Android Fights Phone Scams with New Caller Verification Feature

I’ve spent years tracking the evolution of phone scams, so when Google offered to walk me through a new Android feature designed to catch spoofed calls, I was ready to take notes. What I wasn’t ready for was hearing my own voice coming out of the demo phone.

“I’m so excited to be interviewing you today about this new fake-call detection feature!” the recording said, as a headshot I’ve used publicly for years flashed on the screen. The caller ID read “Lily.” Then came the pitch: “Unfortunately, I lost my wallet and I’m stuck. Any chance you can Venmo me so I can take an Uber to the interview?”

As my disembodied voice calmly made the request, a pop-up appeared over the call screen: “This may not be Lily. Someone may be pretending to call from your contact’s number.”

For Android phones calling each other, this new feature performs a digital validity check and issues a pop-up warning if a call isn’t actually coming from your contact’s smartphone , signaling it could be a scam. When the system flags a call as suspicious, it instantly removes the contact photo from the background of the call screen to emphasize the seriousness (the prototype demo Google showed WIRED didn’t include this visual cue). It also changes the entry in Android’s recent call log to read “Unknown caller” instead of showing the contact name.

Spam calls have plagued phone users for decades, and the threat has only intensified as attackers now incorporate AI voice-cloning tools into their schemes. These tools allow scammers to convincingly mimic a victim’s acquaintance , or even a family member , in real time. While years of effort have improved detection of traditional robocalling, the problem hasn’t been eliminated, and not all spam calls get flagged. The calls that slip through are especially dangerous because attackers focus on impersonation scams , making it appear their call is coming from a number you trust or recognize, then using AI to sound like the person you expect when you answer.

With these invasive and potentially devastating scams on the rise, Dave Kleidermacher, Android’s vice president of security and privacy, and Eugene Liderman, director of Android security and privacy product, say Google felt a strong need to advance defenses for potential victims. They stressed that while one obvious approach is to fight fire with fire , using AI to detect voice clones in calls , that strategy alone isn’t enough. It can produce false positives and false negatives, and it risks fueling an endless arms race between attackers and defenders.

“We’re always looking at whether there is a provable way, something much higher confidence that we can do,” Kleidermacher says.

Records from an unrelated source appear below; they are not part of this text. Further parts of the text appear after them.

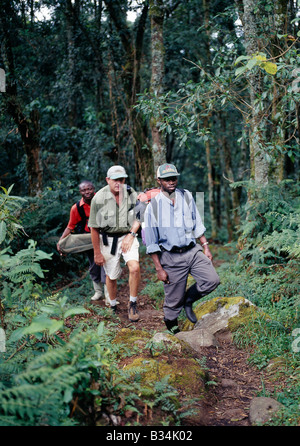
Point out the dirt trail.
[91,253,274,426]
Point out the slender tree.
[0,0,43,196]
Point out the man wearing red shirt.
[57,181,110,304]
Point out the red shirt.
[67,198,91,232]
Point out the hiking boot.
[164,319,180,334]
[91,281,103,300]
[184,284,201,324]
[128,301,140,322]
[110,305,117,314]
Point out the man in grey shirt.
[144,164,220,333]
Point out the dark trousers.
[160,244,220,321]
[86,249,106,283]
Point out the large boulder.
[249,396,283,425]
[183,296,261,334]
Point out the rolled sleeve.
[190,195,206,238]
[144,203,161,254]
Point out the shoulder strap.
[76,200,87,232]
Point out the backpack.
[75,200,88,234]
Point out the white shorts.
[100,234,140,280]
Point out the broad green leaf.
[262,62,277,74]
[64,307,89,319]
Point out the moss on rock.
[183,296,262,332]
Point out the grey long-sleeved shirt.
[144,189,206,254]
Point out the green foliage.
[233,181,300,265]
[0,185,26,246]
[0,240,51,306]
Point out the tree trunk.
[149,0,167,172]
[204,118,218,239]
[105,0,153,189]
[0,1,43,196]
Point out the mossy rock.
[183,296,263,333]
[124,356,206,398]
[113,328,152,352]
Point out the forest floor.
[88,247,279,426]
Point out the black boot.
[164,319,180,334]
[184,283,201,324]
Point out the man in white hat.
[89,166,140,322]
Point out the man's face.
[79,183,95,203]
[106,178,125,195]
[157,177,178,195]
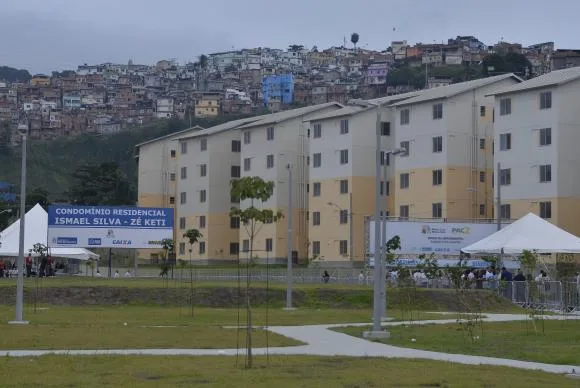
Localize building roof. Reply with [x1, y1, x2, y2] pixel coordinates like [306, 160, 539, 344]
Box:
[489, 67, 580, 96]
[304, 105, 373, 121]
[393, 73, 522, 106]
[175, 116, 264, 141]
[135, 125, 203, 148]
[239, 102, 344, 129]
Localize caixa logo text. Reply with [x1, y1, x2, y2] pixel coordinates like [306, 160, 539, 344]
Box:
[113, 240, 131, 245]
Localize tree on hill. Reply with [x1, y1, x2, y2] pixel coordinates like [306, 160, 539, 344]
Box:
[0, 66, 32, 82]
[350, 32, 360, 49]
[69, 163, 136, 205]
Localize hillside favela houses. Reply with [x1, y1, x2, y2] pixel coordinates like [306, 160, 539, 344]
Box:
[0, 36, 564, 142]
[138, 68, 580, 264]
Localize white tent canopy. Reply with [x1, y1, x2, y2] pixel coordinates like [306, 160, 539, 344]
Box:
[0, 204, 99, 260]
[462, 213, 580, 255]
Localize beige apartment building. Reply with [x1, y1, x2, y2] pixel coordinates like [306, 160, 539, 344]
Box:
[238, 103, 343, 261]
[308, 93, 419, 261]
[135, 126, 203, 260]
[391, 74, 521, 220]
[175, 117, 260, 262]
[493, 67, 580, 235]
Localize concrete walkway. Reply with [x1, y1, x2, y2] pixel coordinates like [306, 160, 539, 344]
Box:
[0, 314, 580, 374]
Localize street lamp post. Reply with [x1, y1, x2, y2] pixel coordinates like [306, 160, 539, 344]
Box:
[9, 132, 28, 325]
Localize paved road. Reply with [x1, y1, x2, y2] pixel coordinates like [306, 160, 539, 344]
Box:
[0, 314, 580, 374]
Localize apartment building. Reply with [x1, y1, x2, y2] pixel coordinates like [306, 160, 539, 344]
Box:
[175, 117, 260, 262]
[308, 93, 418, 261]
[135, 126, 203, 260]
[239, 103, 343, 261]
[494, 67, 580, 235]
[391, 74, 521, 220]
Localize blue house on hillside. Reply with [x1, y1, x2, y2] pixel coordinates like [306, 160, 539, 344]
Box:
[262, 74, 294, 106]
[0, 181, 16, 202]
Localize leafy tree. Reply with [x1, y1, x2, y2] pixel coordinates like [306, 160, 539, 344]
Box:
[350, 32, 359, 49]
[230, 176, 283, 368]
[69, 163, 136, 205]
[183, 229, 203, 316]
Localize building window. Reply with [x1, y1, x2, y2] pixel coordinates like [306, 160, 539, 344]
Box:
[381, 121, 391, 136]
[232, 140, 242, 152]
[499, 204, 512, 220]
[499, 133, 512, 151]
[399, 141, 411, 157]
[312, 212, 320, 226]
[399, 205, 409, 220]
[433, 136, 443, 152]
[312, 123, 322, 139]
[312, 152, 322, 168]
[230, 242, 240, 255]
[431, 203, 443, 218]
[540, 128, 552, 146]
[499, 98, 512, 116]
[312, 241, 320, 256]
[312, 182, 322, 197]
[433, 103, 443, 120]
[499, 168, 512, 186]
[433, 170, 443, 186]
[338, 210, 348, 224]
[266, 155, 274, 168]
[340, 179, 348, 194]
[540, 92, 552, 109]
[266, 238, 274, 252]
[540, 164, 552, 183]
[340, 150, 348, 164]
[266, 127, 274, 141]
[400, 172, 409, 189]
[340, 119, 348, 135]
[338, 240, 348, 256]
[400, 109, 410, 125]
[540, 201, 552, 219]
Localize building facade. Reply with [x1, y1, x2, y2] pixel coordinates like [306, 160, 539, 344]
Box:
[494, 68, 580, 235]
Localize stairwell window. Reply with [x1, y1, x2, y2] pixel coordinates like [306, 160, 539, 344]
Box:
[433, 103, 443, 120]
[340, 119, 348, 135]
[540, 92, 552, 109]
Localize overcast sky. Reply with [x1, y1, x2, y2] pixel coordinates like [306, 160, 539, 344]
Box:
[0, 0, 580, 73]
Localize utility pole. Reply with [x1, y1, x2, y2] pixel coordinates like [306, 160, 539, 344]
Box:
[285, 163, 293, 310]
[9, 132, 28, 325]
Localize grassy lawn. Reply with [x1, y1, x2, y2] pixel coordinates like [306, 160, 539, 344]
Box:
[0, 356, 580, 388]
[336, 320, 580, 366]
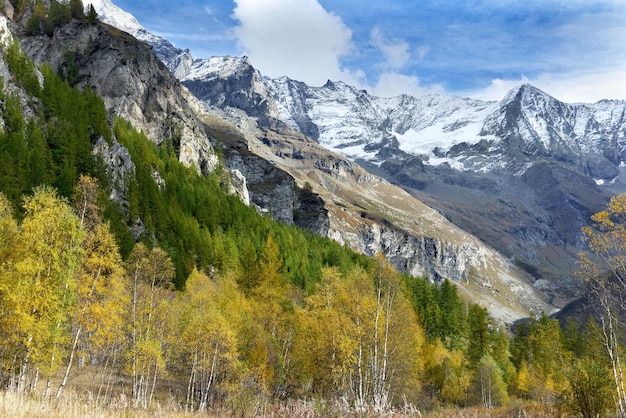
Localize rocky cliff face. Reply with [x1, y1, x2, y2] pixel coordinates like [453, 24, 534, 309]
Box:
[178, 58, 626, 299]
[20, 21, 217, 173]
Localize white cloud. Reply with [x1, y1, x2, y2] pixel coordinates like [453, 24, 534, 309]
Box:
[460, 66, 626, 103]
[371, 72, 444, 97]
[233, 0, 360, 86]
[370, 27, 411, 69]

The feature is built on the RCS communication standard and integrated into the Google Dialer. Starting today, it will roll out in updates for all Android phones running Android 12 (from 2021) and later. The mechanism uses RCS to digitally bind your phone number to your actual smartphone handset. When you call another Android user, your device sends what Kleidermacher calls “a real-time, silent background confirmation signal” to the recipient’s phone to verify the call’s legitimacy. If that hardware-based confirmation is missing, the Google Dialer flags the call.

“If you’re calling me and we’re in each other’s mutual contacts databases, and we’re both using the Google dialer that has this capability built into it, then I will always know if it’s really you,” Kleidermacher says. “If someone tries to call me through a VoIP session or some other mechanism and spoof your phone number and your voice, the Dialer will say that this is not you.”